Victims of Age

Wednesday, February 25th, 2009

My video juxtaposes a melancholy sequence of portraits of older people with an aggressive effect that exposes their vulnerability to age. Wrinkles emerge from the background and over impose their authority on the physical integrity of the people.


Assignment #3

Wednesday, February 25th, 2009

This film (the film of my choice) utilizes a repositioning of sound to play with expectation. The sound used with each clip attempts to represent the reality of the experience of each activity rather than the actual physical reality. The juxtaposition of a “sermon” over top of clips of skateboarding and moving through traffic attempts to point out some of the dangerous absurdities of religion, which become further emphasized by the loud stressful noises used in the chapel scenes. 

Note: When exporting this video 30 some seconds of black space where added to the end of the video. I am not sure why or how this happened as I did not add all that space myself. The film is meant to end after the roaring noise of the skateboard fades out.

This film depicts time moving slowly through the manipulation of anticipation. I wanted to make a film that was almost excruciatingly slow and borderline annoying to watch. The viewer waits for something exciting to happen, but nothing ever does. Time always seems to move slower when one is anticipating something, so I utilized the anticipation of getting to the top of an escalator to make time seem to move more slowly. The audio for this film is an attempt to recreate the impression of the repetitive and irritating elevator music that is constantly playing inside malls.

This film juxtaposes religious and commercial imagery to represent the overwhelming and fast paced world of consumerism. Consumerism has reached something of a religious status in modern society and I wanted to draw attention to this. The film compares and contrasts stained glass windows with advertisements, preachers with mannequins, and churches with malls. The audio enhances the sense of overstimulation with fast paced rhythms and strange traces of distorted music.

Time Cash Discontinuum (Assignment #2)

Wednesday, February 18th, 2009

My film deals with the commodification of time and the organization of time into schedules. The watches and clocks spin, becoming more and more frantic, to represent the overwhelmingness of schedules. The soundtrack mirrors this feeling. Time, as represented by the clocks and watches, is invaded by the alien force of commodity, as represented by the jewels. This force is parasitic and utilizes time for it’s own means, using the watches to create it’s own progeny. Throughout the length of the video these symbols for scheduling and commodity build until the entire process implodes upon itself, illustrating the futility and absurdity of placing constraints and external forces on time.

The Event

Wednesday, February 18th, 2009

My conceptualization of time relied on the ability to conceive of time in its most terrifying ways, its enormity and its continuous nature.  The Event is a piece that shows how time can be cyclical while remaining unified.  That time works beyond human control though remains as the basis for modern society causes man to be deluded in his quests, mapping his path through an abstraction that deceives him.  The structure of time gives way to the loop, the cyclical repetition of an event that cannot escape its own beginning or end.

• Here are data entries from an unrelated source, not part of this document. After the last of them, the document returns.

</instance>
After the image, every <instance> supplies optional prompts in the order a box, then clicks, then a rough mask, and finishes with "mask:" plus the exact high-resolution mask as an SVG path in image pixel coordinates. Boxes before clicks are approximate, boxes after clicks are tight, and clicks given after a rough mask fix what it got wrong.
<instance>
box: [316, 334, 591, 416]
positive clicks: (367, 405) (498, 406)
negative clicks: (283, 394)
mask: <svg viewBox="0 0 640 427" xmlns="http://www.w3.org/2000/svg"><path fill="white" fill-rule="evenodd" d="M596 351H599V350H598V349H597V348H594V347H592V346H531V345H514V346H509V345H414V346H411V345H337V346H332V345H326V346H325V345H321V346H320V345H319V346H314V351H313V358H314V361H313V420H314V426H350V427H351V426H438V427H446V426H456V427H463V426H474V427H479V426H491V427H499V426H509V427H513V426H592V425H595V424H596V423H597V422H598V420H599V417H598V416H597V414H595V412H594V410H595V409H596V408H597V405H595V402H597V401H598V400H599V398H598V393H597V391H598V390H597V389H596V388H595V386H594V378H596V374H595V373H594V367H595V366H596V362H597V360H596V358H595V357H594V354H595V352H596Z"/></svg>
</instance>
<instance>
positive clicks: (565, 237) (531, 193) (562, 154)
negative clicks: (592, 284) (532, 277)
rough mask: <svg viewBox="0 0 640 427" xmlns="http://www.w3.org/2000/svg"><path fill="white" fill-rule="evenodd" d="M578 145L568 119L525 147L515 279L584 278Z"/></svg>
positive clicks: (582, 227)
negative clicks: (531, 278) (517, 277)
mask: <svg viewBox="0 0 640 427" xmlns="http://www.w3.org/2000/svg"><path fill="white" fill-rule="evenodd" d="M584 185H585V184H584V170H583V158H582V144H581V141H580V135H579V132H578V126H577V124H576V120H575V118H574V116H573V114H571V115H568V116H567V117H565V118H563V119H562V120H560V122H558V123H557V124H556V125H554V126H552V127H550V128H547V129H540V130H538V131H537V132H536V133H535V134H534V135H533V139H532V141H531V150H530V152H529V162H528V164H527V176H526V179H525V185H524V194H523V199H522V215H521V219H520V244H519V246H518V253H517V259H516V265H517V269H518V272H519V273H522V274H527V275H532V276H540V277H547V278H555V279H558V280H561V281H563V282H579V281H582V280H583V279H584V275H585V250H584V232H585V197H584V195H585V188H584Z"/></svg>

Cyclical Transformation in Motion

Wednesday, February 18th, 2009

This film takes the ideas of cycles and transformation over time and applies them to motion. Time moves as a clock moves, in a circle.  However, each round is altered by small transformations.  Some of these transformations are caused by birth, growth and death, which all occur in cycles as time progresses.  Each moment is but a small fragment of an endless and circular timeline and is significant only in the way in which it transforms the circuit and consequently future events.

greenGRASS

Wednesday, February 18th, 2009

Decay, Let’s Play!

Wednesday, February 18th, 2009

The human body and the urban world we live in continually decay.

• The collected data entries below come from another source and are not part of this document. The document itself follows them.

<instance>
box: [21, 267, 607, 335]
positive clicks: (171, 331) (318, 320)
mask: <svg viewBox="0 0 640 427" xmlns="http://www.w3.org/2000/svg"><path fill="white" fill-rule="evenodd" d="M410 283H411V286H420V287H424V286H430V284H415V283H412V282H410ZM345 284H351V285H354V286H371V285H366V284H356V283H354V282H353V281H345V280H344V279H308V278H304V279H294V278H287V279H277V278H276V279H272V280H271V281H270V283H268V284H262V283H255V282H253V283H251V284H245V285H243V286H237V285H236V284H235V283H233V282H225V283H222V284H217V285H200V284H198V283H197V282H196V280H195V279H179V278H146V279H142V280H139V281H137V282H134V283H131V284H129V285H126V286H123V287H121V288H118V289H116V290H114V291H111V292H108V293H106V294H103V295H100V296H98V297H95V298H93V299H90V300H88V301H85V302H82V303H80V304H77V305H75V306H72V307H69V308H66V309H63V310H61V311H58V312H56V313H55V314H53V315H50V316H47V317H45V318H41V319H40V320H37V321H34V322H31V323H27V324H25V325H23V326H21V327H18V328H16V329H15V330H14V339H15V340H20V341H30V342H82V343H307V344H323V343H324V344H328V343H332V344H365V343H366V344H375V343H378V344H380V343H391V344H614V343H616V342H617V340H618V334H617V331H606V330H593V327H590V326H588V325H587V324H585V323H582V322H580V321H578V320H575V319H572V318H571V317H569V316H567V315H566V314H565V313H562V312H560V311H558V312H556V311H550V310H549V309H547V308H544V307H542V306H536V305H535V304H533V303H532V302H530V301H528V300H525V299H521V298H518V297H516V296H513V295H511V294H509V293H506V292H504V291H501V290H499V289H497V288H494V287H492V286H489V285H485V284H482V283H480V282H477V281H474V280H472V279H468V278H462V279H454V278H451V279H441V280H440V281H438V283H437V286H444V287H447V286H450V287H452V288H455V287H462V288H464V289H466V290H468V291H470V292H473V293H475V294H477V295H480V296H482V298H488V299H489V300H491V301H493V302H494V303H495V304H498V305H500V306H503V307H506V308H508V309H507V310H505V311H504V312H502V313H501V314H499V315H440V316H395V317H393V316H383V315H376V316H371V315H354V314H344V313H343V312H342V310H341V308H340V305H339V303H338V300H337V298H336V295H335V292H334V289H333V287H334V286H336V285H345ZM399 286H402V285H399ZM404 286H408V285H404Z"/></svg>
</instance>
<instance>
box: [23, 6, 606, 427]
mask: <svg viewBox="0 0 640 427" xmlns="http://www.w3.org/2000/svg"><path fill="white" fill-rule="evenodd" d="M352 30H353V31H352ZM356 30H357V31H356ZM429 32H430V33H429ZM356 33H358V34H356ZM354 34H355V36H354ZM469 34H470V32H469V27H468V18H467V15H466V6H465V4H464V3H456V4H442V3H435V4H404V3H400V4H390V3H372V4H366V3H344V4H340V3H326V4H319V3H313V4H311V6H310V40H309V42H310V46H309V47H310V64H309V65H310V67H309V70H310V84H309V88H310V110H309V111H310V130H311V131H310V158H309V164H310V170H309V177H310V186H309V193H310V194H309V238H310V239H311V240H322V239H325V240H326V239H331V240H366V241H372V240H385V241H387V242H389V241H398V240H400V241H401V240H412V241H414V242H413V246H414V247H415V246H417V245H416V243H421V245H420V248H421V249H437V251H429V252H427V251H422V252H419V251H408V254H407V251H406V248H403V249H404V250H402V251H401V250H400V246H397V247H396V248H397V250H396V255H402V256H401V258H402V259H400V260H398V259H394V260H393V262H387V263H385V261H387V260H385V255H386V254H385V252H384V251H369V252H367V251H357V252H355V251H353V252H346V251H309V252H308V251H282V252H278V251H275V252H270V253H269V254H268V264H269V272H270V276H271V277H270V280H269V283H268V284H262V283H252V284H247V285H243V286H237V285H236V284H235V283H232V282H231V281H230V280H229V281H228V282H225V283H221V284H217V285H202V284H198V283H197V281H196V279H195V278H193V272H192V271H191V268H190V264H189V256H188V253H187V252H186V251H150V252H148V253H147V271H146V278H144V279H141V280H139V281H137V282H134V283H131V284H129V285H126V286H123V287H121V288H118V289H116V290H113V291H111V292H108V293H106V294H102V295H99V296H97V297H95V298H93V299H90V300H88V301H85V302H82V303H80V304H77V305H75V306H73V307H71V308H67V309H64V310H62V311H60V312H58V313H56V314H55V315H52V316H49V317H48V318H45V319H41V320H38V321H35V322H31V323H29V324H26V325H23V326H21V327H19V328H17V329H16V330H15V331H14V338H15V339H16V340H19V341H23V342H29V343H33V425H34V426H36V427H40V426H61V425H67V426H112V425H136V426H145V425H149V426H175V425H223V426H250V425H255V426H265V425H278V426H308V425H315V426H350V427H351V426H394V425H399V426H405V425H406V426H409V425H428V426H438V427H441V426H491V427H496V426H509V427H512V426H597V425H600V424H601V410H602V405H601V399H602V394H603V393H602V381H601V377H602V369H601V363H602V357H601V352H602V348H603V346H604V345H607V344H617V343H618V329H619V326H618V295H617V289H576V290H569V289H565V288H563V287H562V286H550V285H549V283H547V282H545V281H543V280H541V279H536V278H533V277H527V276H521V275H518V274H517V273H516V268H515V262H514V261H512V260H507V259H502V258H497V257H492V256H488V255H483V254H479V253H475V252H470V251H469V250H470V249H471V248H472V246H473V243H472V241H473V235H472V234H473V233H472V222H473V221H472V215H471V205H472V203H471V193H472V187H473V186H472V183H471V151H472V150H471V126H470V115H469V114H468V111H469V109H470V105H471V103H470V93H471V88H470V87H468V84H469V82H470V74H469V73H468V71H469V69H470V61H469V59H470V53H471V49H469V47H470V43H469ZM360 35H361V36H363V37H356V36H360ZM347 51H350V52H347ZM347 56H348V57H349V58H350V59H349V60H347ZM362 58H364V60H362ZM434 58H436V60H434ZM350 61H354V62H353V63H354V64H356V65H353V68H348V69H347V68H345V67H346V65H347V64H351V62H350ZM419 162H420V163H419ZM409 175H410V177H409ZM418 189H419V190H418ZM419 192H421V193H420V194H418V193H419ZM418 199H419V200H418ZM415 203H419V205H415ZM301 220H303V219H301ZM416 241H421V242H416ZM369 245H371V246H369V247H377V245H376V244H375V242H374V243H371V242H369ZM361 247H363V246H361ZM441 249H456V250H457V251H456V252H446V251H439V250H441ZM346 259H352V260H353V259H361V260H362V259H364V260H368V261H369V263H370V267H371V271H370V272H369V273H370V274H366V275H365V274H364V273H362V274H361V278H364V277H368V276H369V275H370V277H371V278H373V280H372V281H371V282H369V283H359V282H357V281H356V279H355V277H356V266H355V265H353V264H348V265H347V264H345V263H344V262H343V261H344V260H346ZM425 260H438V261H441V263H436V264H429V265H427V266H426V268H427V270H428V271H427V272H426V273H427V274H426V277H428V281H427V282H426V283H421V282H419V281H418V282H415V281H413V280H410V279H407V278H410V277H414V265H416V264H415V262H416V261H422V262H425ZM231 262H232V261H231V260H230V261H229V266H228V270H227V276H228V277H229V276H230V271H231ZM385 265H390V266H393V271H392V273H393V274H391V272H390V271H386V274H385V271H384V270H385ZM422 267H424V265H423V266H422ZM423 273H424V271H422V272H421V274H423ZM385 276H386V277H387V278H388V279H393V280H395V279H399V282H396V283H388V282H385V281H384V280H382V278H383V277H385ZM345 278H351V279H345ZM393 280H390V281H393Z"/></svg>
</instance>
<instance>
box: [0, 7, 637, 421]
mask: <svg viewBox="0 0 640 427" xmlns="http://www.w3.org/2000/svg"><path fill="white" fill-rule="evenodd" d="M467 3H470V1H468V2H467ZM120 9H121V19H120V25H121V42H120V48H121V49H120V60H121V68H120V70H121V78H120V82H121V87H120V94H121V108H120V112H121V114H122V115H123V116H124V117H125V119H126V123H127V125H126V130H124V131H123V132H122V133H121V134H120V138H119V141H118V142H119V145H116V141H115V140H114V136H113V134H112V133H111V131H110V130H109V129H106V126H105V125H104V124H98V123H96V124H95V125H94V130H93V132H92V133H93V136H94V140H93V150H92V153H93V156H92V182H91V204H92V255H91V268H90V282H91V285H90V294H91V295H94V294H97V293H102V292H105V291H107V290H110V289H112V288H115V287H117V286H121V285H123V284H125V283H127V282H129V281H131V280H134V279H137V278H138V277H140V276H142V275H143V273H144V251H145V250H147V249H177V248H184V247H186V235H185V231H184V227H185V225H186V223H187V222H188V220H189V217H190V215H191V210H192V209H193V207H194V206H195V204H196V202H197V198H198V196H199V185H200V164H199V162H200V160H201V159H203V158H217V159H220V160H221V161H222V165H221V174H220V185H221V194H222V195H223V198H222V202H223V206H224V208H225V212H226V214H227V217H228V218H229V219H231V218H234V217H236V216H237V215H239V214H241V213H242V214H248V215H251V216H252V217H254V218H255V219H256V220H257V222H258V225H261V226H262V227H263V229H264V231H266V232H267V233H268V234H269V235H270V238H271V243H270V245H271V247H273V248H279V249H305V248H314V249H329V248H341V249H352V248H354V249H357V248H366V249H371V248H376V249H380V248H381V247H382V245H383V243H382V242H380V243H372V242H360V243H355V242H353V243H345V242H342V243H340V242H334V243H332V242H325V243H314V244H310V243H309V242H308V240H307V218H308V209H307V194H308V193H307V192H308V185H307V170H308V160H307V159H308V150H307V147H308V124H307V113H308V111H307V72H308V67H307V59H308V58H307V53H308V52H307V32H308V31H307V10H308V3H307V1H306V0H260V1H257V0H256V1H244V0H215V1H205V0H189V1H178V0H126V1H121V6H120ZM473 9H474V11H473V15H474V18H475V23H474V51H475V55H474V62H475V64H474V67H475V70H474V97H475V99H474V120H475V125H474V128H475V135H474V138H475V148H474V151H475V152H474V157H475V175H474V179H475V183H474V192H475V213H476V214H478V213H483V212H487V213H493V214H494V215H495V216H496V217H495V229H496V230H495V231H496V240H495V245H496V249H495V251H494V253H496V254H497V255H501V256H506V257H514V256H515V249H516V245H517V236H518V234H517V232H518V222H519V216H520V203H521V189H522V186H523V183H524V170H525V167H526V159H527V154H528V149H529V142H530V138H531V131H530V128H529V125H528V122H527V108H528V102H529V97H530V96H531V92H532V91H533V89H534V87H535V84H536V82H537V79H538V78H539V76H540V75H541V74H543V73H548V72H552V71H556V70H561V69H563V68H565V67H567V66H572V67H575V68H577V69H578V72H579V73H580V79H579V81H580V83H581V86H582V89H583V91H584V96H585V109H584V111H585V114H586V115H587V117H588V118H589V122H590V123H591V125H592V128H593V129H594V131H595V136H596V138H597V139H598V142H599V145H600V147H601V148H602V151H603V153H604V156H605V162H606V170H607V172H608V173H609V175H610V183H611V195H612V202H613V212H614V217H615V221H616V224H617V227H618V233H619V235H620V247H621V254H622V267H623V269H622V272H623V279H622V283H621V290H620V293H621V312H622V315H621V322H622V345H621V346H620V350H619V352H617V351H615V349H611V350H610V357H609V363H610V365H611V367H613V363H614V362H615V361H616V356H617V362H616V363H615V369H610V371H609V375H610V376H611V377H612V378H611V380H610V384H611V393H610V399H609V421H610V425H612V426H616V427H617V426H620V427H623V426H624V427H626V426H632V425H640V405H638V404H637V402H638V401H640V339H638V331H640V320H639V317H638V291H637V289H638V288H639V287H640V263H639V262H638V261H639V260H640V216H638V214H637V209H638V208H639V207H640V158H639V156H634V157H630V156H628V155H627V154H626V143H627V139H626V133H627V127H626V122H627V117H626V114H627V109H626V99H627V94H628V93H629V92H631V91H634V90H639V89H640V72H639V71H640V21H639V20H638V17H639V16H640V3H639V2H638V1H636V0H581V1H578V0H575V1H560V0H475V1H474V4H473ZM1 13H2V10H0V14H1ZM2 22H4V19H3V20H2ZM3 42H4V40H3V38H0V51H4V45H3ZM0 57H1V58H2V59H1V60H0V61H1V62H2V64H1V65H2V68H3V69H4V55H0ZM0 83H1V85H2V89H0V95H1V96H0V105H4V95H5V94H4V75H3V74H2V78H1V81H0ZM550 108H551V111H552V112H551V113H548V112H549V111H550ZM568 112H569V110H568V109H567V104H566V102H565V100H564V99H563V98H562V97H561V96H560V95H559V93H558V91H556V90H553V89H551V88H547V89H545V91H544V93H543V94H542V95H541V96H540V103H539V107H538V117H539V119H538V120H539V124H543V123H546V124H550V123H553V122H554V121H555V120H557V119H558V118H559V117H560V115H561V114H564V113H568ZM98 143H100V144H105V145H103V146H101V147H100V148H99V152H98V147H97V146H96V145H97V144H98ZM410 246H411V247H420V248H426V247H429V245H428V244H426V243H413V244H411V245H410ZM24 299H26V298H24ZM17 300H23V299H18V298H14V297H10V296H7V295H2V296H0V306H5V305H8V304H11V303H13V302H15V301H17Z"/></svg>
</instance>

It is essential that we remain young-at-heart and create an enjoyable environment in such gloomy times. If our perceptions of our bodies and material reality are purely superficial, decay is something we dread; rather than something we should embrace as a natural progession of life.

memory box

Wednesday, February 18th, 2009

When thinking of time, I was most interested in how what seems to be a random, crazy, and chaotic combination of incidents at the time it is happening can shrink to a single frame of picture in memory. While the reality can be ugly, hurtful, or even meaningless, we tend to take different fragments of the real events to come up with a ‘false’ memory (in the sense that it only follows one part of the sequence as in movies, as opposed to the reality where every sequence is happening at the same time) and put it in our sanctuary, all edited and sealed and disguised as beautiful and ‘whole’.

Necessarily Untitled Stop-Motion

Wednesday, February 18th, 2009

The descent into the unknowable and the traces left upon return.

On My Own Time – Animation

Wednesday, February 18th, 2009

My animation reflects my approach to time, which includes the notion of doing things at my own pace. This is my second version of the animation for the time unit, and I decided to depict a more personal issue. As a child, I had a very hard time learning how to read. My concept embraces the revelation I had, which was that I could not rush the process, and that if I just took my time and practiced, it would eventually click, and I could “dive in” to the adventures of reading.